On Dec 2, 2008, at 12:40 PM, Kevin Smith wrote:

On Tue, Dec 2, 2008 at 7:25 PM, Jonathan Schleifer
<[EMAIL PROTECTED]> wrote:
I wouldn't want that, I really wouldn't want that. I have an mcabber

That's ok - when it's not the only online resource, mcabber will know
(through mine-ing) that it's not being talked to, so there's no reason
for it to be logging the messages.

I would suggest that it could remove them from the log when another client Mine's them, if that's the behavior you're after.

Now I understand it a bit better, I think it probably does solve the
problem it's setting out to solve, mostly (although it can't help in
the case where someone leaves one machine to go to another, and the
now idle client continues to receive a conversation unless we mandate
that you must go Away (or similar) when leaving your machine, and if
we did that we may as well stick with priorities.)

Hopefully, adding the XEP-146 interaction section will make this more clear. If we think this important to do without changing presence, we can either reuse XEP-85 "gone", or add a new state of "moved" that is an unlock hint.

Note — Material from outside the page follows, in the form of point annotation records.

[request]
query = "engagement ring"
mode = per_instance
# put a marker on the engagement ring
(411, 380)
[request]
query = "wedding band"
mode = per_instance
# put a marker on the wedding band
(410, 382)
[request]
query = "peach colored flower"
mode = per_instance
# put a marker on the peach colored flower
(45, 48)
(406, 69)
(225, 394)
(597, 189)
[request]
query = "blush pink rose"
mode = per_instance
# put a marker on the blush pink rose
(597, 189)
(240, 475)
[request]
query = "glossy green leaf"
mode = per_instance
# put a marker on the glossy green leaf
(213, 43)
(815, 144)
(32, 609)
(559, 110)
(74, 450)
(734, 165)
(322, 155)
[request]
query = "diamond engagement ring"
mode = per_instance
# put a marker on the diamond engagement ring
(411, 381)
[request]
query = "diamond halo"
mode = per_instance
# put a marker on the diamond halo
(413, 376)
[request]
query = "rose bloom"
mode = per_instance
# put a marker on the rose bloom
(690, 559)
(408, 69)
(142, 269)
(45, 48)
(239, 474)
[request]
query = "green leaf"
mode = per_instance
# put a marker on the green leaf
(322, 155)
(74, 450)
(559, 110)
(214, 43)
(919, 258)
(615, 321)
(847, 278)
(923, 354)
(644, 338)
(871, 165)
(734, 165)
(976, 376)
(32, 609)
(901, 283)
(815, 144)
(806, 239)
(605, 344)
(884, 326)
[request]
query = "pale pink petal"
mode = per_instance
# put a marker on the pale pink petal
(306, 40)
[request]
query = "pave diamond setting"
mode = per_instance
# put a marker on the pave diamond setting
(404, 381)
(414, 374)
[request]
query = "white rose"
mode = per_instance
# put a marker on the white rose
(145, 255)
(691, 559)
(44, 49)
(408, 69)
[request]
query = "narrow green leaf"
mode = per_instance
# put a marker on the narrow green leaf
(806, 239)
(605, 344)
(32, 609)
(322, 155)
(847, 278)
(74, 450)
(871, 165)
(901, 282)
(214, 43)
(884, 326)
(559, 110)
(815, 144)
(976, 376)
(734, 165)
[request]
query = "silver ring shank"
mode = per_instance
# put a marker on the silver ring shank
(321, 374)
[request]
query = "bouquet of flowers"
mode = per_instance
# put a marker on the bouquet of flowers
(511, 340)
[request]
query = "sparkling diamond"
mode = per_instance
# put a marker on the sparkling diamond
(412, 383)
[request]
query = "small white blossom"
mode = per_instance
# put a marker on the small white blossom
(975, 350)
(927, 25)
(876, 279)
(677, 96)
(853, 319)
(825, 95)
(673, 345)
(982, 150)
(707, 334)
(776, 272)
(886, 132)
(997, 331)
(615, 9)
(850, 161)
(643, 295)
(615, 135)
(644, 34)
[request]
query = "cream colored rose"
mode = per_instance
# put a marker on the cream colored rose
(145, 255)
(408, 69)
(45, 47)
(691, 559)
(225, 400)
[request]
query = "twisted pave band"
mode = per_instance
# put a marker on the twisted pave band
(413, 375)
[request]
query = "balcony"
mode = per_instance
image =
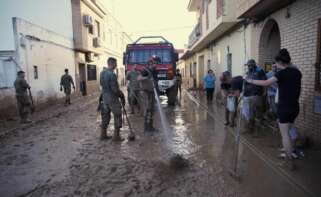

What's not clear to me is how a client knows that it's the active
client in order to Mine the message - should it be displayed to the
user on all clients, and then withdrawn from view after it's been
Mined elsewhere (Client UI question), with a client only mineing it
when the user is known to have read it somehow?

That was the intent. The "known to have read it somehow" bit has some suggestions in the implementation notes. I look at that as mostly a UI issue, not a protocol issue.